Perhaps Azaria  should have voiced Apu speaking the King’s English instead of accented, American English—though in that case the woke would be outraged over the lack of “authenticity.” Should Apu have spoken Hindi, then? 

We’re supposed to pretend that dialects and accents don’t exist—and can never be funny.

Unless, of course, they’re Southern bumpkins. And, in the recent past, a Fran Drescher here or there. 

The Daily Wire reported that the voice of Apu had a sit shiva at his son’s high school, where he apologized to one of his son’s classmates, apparently of Indian descent—who had never seen the show—for his voicing of the fictional cartoon owner of the Kwik-E Mart.

He’s never seen the show but knows what Apu means,” he said.

“All he knows is that is how his people are thought of and represented to many people in this country.”

How he knows it is an interesting question, given this kid has never seen—or heard—it.

Rather, he has heard of it.

In other words, he’s heard the woke condemn it.

Maybe he heard Joe Biden talk about it?

“I really do apologize,” Azaria said. “It’s important. I apologize . . . for my part in creating and participating in that. Part of me feels like I need to go to every single Indian person in this country and personally apologize.”

“And sometimes, I do.” 

It is a good thing the great tenor Luciano Pavarotti isn’t around anymore. The woke would probably be howling over his assuming the role of Othello, who wasn’t Italian.

And Robin Williams—who isn’t an old lady but played one (brilliantly) in “Mrs. Doubtfire.” 

In the future, only ethnically/racially/sexually correct singers/actors and so on will be allowed to portray characters, sing songs, and so on. 

Unless they aren’t Southern

Wokeness only goes one way.

It is also humorless, orthodox, and totalitarian.

It demands obedience to a dreary superficial sameness. All must look alike, sound alike; hold the same views—those views to be decreed, by the Woke. The deeper things that make us individuals with individual stories rather than cardboard cutout archetypes of a one-dimensional collective based on the color of our skin, the accents we have or the place our ancestors hailed from must be effaced by crying, offensive!

Azaria’s Apu is not a blackface routine—though Azeria himself has been gaslit and virtue-shamed into believing himself guilty of participating in exactly that.

He describes attending “seminars”—i.e., browbeating sessions—at which he “learned”—i.e., was told—that it is “hurtful” for white actors to play (or voice-over) nonwhite characters and that his voicing-over was also demeaning to people of East-Asian descent.

This is an incredibly superficial accusation. One Azeria touched on himself—but missed the significance of—when he talked about the offended high school kid who told him he’d never actually watched “The Simpsons.

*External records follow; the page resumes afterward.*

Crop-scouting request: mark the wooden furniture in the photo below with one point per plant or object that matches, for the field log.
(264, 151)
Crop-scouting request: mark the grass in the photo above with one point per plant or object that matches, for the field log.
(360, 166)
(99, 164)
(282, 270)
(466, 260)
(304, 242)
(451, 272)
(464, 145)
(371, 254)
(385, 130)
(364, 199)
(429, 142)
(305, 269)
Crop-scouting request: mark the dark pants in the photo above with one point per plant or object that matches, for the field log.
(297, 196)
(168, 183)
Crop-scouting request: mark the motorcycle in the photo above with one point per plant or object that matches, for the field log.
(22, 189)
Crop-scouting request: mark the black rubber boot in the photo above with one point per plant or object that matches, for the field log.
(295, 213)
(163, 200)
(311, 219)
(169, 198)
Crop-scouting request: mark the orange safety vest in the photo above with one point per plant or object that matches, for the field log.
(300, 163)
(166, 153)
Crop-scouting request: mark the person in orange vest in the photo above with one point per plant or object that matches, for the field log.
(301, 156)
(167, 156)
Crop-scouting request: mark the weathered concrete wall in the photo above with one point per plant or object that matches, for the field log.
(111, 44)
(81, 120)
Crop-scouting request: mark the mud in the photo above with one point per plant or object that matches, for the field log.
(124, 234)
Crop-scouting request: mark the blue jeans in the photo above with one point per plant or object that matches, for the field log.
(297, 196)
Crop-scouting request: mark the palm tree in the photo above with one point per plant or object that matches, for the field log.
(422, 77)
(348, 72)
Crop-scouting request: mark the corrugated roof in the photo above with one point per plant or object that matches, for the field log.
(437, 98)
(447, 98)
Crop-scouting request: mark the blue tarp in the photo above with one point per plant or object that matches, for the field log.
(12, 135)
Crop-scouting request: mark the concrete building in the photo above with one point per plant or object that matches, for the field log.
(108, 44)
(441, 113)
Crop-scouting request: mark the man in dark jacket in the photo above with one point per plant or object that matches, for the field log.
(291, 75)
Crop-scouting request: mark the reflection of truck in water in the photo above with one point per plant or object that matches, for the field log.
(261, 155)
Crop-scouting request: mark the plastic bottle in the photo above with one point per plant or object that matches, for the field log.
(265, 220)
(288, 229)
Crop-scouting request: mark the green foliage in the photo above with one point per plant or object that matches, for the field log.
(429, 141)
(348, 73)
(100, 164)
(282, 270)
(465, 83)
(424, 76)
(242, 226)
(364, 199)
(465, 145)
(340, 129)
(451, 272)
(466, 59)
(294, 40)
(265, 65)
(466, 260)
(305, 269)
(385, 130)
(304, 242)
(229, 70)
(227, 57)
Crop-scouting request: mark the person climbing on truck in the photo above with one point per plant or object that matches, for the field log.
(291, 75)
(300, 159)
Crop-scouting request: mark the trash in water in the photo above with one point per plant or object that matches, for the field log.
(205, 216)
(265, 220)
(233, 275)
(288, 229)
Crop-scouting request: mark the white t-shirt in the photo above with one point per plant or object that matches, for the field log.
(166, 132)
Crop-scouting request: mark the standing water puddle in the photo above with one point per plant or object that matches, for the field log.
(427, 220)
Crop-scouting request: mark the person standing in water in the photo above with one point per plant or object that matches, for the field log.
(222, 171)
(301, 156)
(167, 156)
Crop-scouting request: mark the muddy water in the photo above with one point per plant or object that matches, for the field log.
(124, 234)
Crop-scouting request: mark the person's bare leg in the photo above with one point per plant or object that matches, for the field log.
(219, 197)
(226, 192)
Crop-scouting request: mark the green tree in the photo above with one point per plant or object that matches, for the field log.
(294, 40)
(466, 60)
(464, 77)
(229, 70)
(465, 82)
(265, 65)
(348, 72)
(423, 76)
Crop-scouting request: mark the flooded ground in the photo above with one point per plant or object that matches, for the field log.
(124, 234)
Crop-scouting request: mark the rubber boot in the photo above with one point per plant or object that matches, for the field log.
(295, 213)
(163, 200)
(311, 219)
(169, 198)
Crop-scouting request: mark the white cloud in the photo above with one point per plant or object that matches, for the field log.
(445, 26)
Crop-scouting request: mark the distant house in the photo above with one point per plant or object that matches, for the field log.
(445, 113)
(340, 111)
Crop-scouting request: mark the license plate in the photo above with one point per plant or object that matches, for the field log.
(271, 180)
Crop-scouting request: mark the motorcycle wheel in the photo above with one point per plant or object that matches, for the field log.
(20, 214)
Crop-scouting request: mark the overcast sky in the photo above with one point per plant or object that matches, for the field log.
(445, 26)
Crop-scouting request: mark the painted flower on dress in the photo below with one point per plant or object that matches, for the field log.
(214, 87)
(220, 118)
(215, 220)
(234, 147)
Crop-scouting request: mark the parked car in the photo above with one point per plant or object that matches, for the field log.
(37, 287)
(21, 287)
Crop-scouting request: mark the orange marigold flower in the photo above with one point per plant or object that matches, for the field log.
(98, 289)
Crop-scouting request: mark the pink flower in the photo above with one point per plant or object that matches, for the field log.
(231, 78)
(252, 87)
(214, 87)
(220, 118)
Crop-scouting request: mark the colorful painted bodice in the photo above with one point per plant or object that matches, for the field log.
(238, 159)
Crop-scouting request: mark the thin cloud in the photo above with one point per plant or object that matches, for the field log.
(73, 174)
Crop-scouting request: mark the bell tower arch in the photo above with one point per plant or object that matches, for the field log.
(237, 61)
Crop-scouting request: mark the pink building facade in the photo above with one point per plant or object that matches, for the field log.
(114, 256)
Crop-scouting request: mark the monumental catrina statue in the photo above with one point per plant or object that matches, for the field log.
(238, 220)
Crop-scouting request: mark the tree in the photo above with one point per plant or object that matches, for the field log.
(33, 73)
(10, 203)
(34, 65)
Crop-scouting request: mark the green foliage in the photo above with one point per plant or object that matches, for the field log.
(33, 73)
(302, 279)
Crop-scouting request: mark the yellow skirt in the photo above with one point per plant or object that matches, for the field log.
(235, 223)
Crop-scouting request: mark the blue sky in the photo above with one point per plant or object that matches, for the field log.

If he had, he’d know that Apu was presented as a real person with a real story—and who was funny because of his authentic humanity. To characterize this as degrading is as nonsensical as attacking “The Dukes of Hazzard” as a whiteface minstrel show.

One of the hallmarks of a totalitarian culture is having to walk on eggshells all the time—for fear of offending orthodoxy and the power it has to “cancel” offenders who aren’t guilty of anything, except being unorthodox. 

John Cleese—the British actor famous for his skit work on the Monty Python series back in the 1970s—knows how serious this business is and what is at stake. After “apologizing” for all the fun he made of English people with funny accents—he said: “Everything humorous is critical. If you have someone who is perfectly kind and intelligent and flexible and who always behaves ‘appropriately’ they’re not funny . . . they have to set the bar according to what we are told by the most touchy, most emotionally unstable and fragile people in the country.”

It’s worse than that, actually. The woke are using touchy, emotionally unstable, and fragile people—to advance an agenda that will end up canceling more than TV shows.

At least it will if people continue to apologize for “offending” them.